Advantage Energy Income Fund
(AVN.UN, NYSE: AAV) will release second quarter results on or about Aug. 14.

ARC Energy Trust (AET.UN, AETUF) will report on second quarter numbers tomorrow, Aug. 2.

Enerplus Resources (ERF.UN, NYSE: ERF) is going to announce its second quarter results Aug. 3.

Newalta Income Fund (NAL.UN, NALUF) will report on or about Aug. 14.

Paramount Energy Trust (PMT.UN, PMGYF) is going to announce results of its second quarter on Aug. 10.

Penn West Energy Trust (PWT.UN, NYSE: PWE) will report on second quarter results after the close of trading today; we’ll have an update next week.

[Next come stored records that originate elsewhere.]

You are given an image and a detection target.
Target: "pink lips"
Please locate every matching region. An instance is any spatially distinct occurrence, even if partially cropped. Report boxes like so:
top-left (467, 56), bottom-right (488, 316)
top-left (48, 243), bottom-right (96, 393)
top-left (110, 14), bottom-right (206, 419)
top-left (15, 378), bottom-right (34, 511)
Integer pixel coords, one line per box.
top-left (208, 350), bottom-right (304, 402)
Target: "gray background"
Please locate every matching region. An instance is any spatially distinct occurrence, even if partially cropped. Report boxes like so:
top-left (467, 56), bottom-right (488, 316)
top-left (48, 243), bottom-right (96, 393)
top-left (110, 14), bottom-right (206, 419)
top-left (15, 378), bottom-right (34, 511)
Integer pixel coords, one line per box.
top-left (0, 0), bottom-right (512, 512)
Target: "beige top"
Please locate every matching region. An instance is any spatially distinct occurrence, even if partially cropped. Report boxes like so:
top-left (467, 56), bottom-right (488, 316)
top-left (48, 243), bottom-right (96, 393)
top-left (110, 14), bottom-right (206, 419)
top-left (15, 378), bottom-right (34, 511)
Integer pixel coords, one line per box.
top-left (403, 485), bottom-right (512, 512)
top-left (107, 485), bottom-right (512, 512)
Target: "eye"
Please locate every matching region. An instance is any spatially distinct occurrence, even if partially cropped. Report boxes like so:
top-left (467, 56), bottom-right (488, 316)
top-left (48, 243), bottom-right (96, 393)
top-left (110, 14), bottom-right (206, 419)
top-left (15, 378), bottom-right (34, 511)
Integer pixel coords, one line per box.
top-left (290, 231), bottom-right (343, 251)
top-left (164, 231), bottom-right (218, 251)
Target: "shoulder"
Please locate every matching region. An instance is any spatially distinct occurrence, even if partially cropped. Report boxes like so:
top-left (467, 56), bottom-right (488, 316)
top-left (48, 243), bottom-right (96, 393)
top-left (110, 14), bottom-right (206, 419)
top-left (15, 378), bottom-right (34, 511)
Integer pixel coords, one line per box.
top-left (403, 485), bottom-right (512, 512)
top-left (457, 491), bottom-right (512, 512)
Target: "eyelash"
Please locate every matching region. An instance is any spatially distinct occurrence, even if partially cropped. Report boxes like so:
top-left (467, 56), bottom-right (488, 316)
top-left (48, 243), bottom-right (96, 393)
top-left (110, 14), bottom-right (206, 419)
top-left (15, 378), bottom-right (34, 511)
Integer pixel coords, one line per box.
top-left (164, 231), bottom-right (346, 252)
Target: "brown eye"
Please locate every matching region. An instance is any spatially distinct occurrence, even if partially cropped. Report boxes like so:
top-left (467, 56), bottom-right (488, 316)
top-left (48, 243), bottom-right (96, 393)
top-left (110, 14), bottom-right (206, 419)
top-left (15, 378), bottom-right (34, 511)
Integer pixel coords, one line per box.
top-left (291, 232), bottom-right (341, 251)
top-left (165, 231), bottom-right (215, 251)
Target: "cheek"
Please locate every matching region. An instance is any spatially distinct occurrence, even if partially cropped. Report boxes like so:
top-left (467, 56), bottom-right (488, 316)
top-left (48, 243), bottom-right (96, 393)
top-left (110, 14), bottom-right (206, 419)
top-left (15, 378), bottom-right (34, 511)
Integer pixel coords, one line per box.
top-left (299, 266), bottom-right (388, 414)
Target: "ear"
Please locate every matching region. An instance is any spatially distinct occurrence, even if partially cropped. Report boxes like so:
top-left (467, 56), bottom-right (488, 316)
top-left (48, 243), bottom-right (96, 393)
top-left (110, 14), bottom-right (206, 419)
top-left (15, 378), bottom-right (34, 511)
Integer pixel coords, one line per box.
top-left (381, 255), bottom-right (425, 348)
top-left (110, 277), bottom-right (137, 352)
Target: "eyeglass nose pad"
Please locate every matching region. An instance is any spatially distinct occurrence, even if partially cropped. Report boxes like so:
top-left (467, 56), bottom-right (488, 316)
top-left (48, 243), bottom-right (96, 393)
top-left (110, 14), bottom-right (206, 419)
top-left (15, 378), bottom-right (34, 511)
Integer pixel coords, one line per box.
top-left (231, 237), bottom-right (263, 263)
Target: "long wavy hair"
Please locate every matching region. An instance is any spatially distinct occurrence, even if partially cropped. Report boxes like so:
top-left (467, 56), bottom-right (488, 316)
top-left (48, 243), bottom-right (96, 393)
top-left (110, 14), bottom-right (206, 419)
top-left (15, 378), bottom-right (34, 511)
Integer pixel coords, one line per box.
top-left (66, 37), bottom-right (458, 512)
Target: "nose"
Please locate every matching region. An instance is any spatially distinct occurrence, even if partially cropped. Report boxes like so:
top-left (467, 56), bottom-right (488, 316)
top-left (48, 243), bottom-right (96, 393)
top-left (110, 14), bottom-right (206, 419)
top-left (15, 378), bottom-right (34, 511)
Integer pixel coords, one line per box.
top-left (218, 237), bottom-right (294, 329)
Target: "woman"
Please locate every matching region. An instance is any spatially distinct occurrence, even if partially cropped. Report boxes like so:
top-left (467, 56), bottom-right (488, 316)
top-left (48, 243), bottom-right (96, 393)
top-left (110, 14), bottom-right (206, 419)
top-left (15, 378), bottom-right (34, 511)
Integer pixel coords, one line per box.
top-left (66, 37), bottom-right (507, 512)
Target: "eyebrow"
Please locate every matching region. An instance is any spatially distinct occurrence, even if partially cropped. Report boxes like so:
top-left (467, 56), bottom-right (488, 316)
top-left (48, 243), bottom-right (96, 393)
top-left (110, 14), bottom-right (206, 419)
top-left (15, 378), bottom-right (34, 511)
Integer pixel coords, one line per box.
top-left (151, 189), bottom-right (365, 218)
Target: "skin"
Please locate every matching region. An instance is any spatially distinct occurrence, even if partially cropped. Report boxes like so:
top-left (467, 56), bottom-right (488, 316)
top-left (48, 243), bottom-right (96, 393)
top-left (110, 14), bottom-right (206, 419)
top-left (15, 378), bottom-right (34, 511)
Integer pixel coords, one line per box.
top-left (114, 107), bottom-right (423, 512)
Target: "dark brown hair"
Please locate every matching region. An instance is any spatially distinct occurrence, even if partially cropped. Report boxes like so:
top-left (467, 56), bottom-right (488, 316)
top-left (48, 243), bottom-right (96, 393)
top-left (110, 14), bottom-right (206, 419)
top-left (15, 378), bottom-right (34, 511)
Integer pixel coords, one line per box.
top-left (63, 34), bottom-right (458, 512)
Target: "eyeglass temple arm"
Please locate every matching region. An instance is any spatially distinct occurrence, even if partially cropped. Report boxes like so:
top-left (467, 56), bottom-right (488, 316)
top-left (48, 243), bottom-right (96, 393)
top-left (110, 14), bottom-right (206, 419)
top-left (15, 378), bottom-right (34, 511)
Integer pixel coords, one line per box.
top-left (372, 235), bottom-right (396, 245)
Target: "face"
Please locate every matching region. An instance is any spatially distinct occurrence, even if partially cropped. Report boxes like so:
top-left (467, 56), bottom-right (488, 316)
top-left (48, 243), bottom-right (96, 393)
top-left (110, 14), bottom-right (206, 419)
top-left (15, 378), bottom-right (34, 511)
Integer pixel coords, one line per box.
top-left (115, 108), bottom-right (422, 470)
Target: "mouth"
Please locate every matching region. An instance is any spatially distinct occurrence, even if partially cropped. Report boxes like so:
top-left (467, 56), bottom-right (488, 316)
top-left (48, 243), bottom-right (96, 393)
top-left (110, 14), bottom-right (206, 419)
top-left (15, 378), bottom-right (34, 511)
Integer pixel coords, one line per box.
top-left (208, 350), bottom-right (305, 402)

Peyto Energy Trust (PEY.UN, PEYUF) will report second quarter results Aug. 8.

Precision Drilling (PD.UN, NYSE: PDS) reported net earnings for the second quarter of CD26 million (20 cents Canadian per unit), a 71 percent decrease from the CD88 million (70 cents Canadian per unit) for the same period a year ago.

Revenue in the quarter was down 45 percent from CD223.6 million a year ago to CD122 million; revenue in the contract drilling services segment decreased 50 percent, and the completion and production services segment was down 36 percent. Cash flow fell 33 percent to CD229.1 million (45 cents Canadian per unit) from CD339.6 million (89 cents Canadian per unit).

Precision plans to spend around CD275 million on property, plant and equipment in 2007. Precision has traded near a 52-week low in the wake of its obviously distressing results, but its great balance sheet and solid reputation will allow it to position well for the eventual rebound in the natural gas market. Precision Drilling remains a buy up to USD30.

Provident Energy Trust
(PVE.UN, NYSE: PVX) will provide a report on second quarter activity on Aug. 8.

Trinidad Energy Services Income Trust (TDG.UN, TDGNF) will announce second quarter numbers on Aug. 9.

Vermilion Energy Trust (VET.UN, VETMF) is going to report on second quarter earnings on Aug. 7.